Dan Rather's gift to Bush

Published September 20, 2004 9:20PM (EDT)

Dan Rather now admits he was duped by the guy who gave him the infamous memos used for the 60 Minutes report two weeks ago about President Bush's National Guard service -- and apologized for it. But it's still unclear where the documents came from. Former Texas Guard official Bill Burkett openly says he gave CBS the documents that CBS said were from the personal file of Bush's former commanding officer Jerry Killian. And Burkett admits he "deliberately misled" a CBS producer by lying to her about where the documents came from to "protect a promise of confidentiality to the actual source." But the "actual source" is still unknown. Rather said in his statement that CBS has been unable to verify this other supposed source's connection to the documents. At this point, after days of media reports questioning where the documents came from and if they're real -- and with reporters camped outside Burkett's ranch waiting for him to be ID'd as one of CBS's sources -- this is no surprise to anyone but perhaps Dan Rather.

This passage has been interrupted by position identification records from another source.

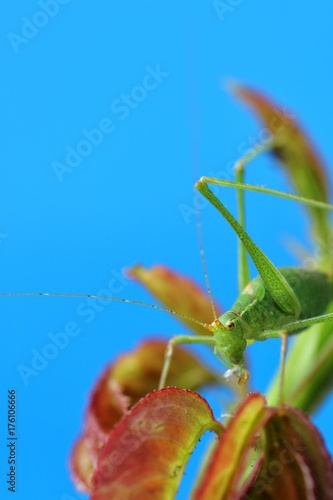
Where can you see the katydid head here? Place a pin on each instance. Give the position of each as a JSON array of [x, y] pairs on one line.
[[230, 342]]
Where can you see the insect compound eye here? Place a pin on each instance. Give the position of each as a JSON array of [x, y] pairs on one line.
[[230, 325]]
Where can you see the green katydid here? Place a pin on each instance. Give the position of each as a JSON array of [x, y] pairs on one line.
[[278, 303]]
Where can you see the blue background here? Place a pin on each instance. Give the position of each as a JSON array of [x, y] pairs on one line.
[[121, 204]]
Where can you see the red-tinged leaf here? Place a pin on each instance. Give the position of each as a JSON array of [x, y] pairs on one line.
[[296, 464], [146, 454], [177, 292], [224, 475], [82, 466], [124, 383], [295, 152]]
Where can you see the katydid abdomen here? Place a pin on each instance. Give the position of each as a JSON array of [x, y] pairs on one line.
[[261, 313]]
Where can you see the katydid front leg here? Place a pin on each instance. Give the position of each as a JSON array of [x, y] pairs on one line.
[[180, 339]]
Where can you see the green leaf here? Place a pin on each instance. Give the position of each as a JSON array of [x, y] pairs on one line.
[[309, 369], [291, 463], [296, 462], [146, 454], [223, 478]]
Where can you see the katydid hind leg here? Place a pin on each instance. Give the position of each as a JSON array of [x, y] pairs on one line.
[[284, 343], [243, 267], [276, 284]]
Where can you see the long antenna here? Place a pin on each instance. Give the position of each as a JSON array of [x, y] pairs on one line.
[[205, 325]]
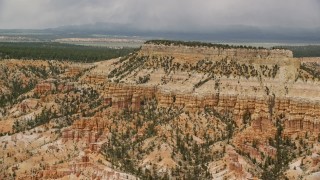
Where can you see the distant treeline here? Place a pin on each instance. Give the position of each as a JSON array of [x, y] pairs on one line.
[[199, 44], [59, 51], [303, 51]]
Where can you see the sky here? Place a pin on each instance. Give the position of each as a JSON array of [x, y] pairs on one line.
[[201, 16]]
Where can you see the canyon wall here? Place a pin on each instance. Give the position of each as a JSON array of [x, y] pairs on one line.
[[189, 53], [300, 116]]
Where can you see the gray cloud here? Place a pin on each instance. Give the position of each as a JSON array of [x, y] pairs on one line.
[[163, 15]]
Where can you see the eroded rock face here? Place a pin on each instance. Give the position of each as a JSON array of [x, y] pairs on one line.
[[187, 110], [210, 52]]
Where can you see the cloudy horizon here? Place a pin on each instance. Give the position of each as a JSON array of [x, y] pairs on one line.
[[179, 16]]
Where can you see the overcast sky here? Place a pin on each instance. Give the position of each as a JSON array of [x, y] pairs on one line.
[[163, 15]]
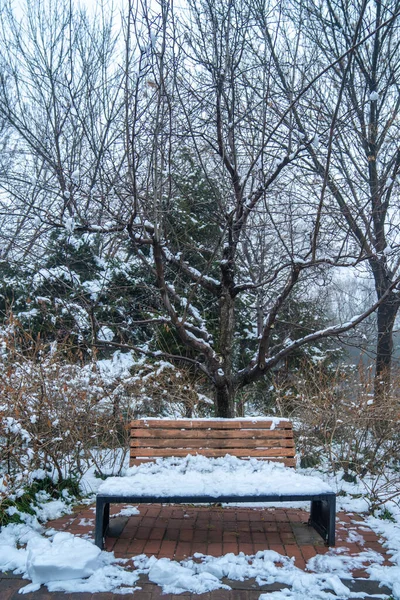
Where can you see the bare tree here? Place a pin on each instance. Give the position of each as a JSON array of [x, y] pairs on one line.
[[354, 110], [184, 164]]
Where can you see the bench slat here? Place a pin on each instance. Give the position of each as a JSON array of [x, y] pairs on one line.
[[212, 452], [211, 443], [210, 424], [212, 433], [288, 462]]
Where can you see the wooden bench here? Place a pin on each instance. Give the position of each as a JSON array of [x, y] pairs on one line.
[[261, 439]]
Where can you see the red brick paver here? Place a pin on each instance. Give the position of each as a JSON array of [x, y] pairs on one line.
[[179, 532]]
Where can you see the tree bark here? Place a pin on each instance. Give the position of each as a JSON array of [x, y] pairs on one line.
[[225, 401], [386, 316]]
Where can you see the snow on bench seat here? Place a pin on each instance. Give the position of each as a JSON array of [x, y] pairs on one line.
[[201, 476]]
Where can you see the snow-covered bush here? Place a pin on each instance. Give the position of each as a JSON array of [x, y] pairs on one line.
[[55, 415], [338, 421]]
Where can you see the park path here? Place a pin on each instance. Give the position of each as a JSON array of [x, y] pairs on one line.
[[177, 532]]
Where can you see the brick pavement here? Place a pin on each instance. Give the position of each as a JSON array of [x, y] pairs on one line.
[[178, 532]]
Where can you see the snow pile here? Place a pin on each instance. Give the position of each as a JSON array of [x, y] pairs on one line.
[[205, 573], [201, 476], [65, 557]]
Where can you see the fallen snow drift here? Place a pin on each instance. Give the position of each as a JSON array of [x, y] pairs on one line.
[[202, 476], [66, 557]]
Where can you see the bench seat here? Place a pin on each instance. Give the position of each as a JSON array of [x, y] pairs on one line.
[[199, 479]]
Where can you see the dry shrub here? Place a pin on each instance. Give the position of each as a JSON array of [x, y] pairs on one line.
[[162, 390], [56, 417]]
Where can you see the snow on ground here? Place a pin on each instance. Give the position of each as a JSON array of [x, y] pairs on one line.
[[64, 562]]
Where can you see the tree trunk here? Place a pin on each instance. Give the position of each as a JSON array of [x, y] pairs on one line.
[[386, 316], [225, 401]]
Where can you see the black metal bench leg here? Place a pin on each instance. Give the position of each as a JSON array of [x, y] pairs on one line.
[[322, 518], [332, 521], [102, 521]]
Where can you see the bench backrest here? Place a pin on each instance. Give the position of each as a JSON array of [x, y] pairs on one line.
[[261, 439]]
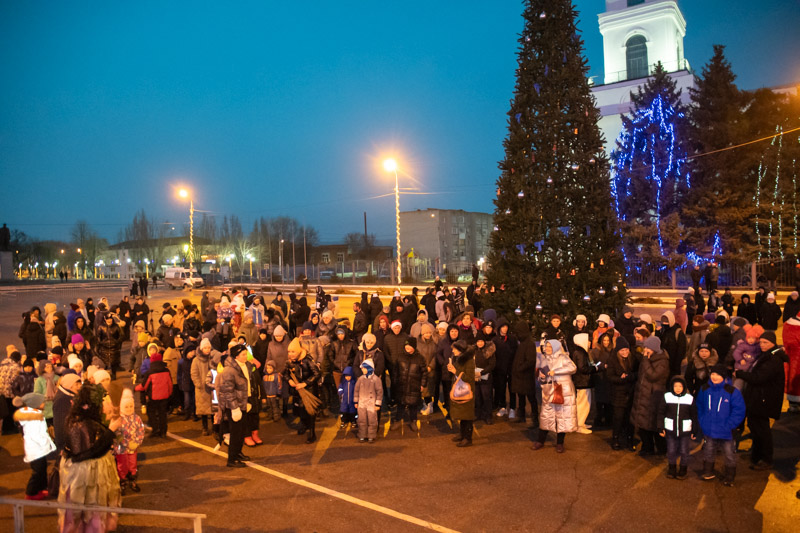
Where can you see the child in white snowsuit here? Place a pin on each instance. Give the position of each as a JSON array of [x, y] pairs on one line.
[[367, 397]]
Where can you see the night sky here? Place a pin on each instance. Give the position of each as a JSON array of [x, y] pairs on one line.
[[286, 108]]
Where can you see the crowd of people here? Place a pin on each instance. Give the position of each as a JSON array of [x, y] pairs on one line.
[[704, 372]]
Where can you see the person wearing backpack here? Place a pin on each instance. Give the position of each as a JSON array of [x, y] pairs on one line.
[[462, 395]]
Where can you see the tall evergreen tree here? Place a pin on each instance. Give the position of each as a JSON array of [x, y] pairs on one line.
[[650, 174], [721, 200], [555, 248]]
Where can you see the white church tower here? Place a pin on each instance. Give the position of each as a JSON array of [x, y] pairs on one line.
[[637, 34]]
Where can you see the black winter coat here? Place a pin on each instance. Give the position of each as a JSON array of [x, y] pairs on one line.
[[410, 376], [622, 388], [523, 371], [763, 394]]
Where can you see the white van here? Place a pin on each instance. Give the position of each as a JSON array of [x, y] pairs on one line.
[[182, 278]]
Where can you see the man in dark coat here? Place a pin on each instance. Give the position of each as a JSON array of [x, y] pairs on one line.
[[523, 371], [410, 377], [763, 396]]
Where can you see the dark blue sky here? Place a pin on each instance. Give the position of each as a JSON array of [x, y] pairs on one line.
[[285, 108]]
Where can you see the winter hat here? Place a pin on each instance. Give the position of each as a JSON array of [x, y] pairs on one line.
[[582, 340], [579, 317], [236, 350], [769, 336], [753, 331], [653, 343], [367, 367], [722, 370], [31, 400]]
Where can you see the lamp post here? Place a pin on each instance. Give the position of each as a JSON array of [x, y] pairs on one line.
[[183, 193], [390, 165]]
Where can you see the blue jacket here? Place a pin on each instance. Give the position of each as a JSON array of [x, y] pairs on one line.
[[720, 409], [346, 391]]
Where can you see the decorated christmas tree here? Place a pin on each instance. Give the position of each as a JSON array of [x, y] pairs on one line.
[[556, 246], [650, 174]]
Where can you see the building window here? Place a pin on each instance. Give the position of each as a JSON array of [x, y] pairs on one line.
[[636, 57]]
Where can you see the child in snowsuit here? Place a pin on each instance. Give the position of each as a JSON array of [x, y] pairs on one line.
[[347, 406], [720, 409], [130, 434], [273, 388], [36, 441], [677, 421], [367, 397], [746, 352]]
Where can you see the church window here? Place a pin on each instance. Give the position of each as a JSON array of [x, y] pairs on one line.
[[636, 57]]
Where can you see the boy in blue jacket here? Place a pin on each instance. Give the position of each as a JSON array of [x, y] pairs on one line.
[[720, 409], [347, 405]]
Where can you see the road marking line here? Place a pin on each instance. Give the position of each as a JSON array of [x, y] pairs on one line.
[[324, 490]]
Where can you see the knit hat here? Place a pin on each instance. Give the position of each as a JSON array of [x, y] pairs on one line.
[[68, 380], [722, 370], [622, 343], [582, 340], [753, 331], [101, 375], [653, 343], [238, 349], [31, 400], [769, 336]]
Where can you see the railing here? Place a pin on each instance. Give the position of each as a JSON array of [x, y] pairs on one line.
[[19, 512]]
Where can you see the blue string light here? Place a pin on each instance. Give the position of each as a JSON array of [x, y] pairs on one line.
[[640, 141]]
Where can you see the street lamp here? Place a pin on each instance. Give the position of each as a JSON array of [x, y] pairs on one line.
[[390, 165], [183, 193]]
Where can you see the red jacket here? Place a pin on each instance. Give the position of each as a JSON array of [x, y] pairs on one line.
[[159, 382]]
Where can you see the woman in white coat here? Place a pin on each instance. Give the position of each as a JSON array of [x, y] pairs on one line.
[[558, 414]]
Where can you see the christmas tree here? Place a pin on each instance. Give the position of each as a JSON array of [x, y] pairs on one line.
[[556, 246], [718, 204], [651, 177]]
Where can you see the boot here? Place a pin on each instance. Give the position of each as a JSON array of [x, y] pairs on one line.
[[132, 483], [708, 471], [730, 475]]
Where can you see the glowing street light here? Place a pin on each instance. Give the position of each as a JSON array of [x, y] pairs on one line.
[[184, 193], [390, 165]]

But CBS's admission is a major development in the sideshow that has been the Killian memos. It will be interesting to see whether the CBS flap continues to overshadow the larger story the 60 Minutes segment sought to cover -- the evidence that Bush shirked his Guard duty. As Eric Boehlert points out in Salon today, Killian memos or no Killian memos, we know all we need to know about Bush's service. But the CBS embarrassment, which will go down in journalism textbooks as a breach of professional standards of the exploding truck magnitude, will give Bush further cover from questions about his record.

On washingtonpost.com today, media reporter Howard Kurtz explained why he thinks the CBS flap will continue to get more attention than whether Bush fulfilled his Guard obligations. "I happen to believe, and have written, that most people care far more about the problems of the next four years than what Bush and Kerry did during Vietnam," he wrote in an online chat. "But when you have a major anchor and the most respected television magazine accuse the president of the United States in the middle of his reelection campaign based on memos that turn out to be forgeries, that is a huge development for both politics and the press." Never mind that even if the CBS segment never aired, there is enough evidence that Bush's didn't fulfill his duty.

Republicans are poised to milk this for all it's worth. Already, the RNC wants to know if the DNC is behind it -- and suggested ominously that what took place was way more than a case of journalists being misled. From the RNC statement: "Terry McAuliffe said yesterday that no one at the DNC or Kerry campaign, 'had anything to do with the preparations of the documents,' but what about the distribution or dissemination? In an effort to regain the trust of the American people CBS should not only investigate the process that led to the use of these documents but they should identify immediately those engaged in possible criminal activity who attempted to use a news organization to affect the outcome of a Presidential election in its closing days."


By Geraldine Sealey

Geraldine Sealey is senior news editor at Salon.com.